There are numerous “problem” interrogation techniques that teach and support the use of false evidence to put pressure on the subject. Suspect techniques tend to also recommend tactics that include suggesting unnamed witnesses, the presence of surveillance cameras when none exist, DNA, fingerprints, footprints, making up file folders purportedly filled with evidence, labeling DVD’s of video tapes with the subject’s name and more. This is typical of high pressure interrogation methods which in and of themselves have a high correlation with false confession.
A documented tactic used by some problem interrogation methods that has been shown to have a very strong correlation to false confessions is the use of the high pressure tactic of suggesting that the subject has a memory problem. There is empirical evidence that one of several common denominators found in false confessions is referred to as “memory distrust syndrome.” In many of these cases the subject need not have a “high suggestibility rating” as described in extensive research on false confessions. Using high pressure tactics, guilt assumptive techniques dominated by leading questions, interrupting the subject, short answer questioning techniques, combined with the interviewer suggesting the subject may not be able to trust their memory is a deadly combination.
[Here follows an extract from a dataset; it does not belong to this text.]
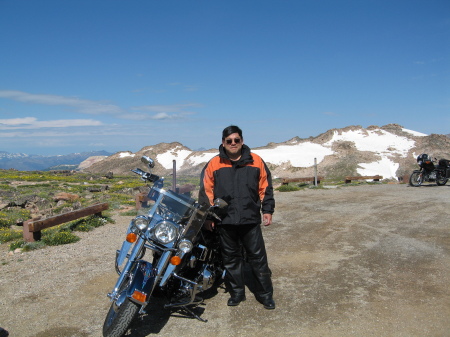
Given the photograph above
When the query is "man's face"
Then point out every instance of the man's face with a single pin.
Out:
(233, 144)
Empirical studies of interrogation techniques that capitalize on false evidence do promote false confessions. Such tactics will also contaminate the statements of uncooperative victim’s and witnesses.
Our law enforcement training academies and corporate loss prevention training associations would do well if they would familiarize themselves with the techniques that promote such tactics. They are exposing themselves, their academies, their investigators and their companies to the risk of liability by training their personnel in methods and interrogation techniques that are now being made illegal in many countries.
I think it’s time we paid more attention to the interrogation methods we teach. Are we just training our personnel in a technique because of the name or more importantly, are we really aware of the the moral and legal ethical problems that exist due to the content of the training.
Of course, this just my opinion on the topic.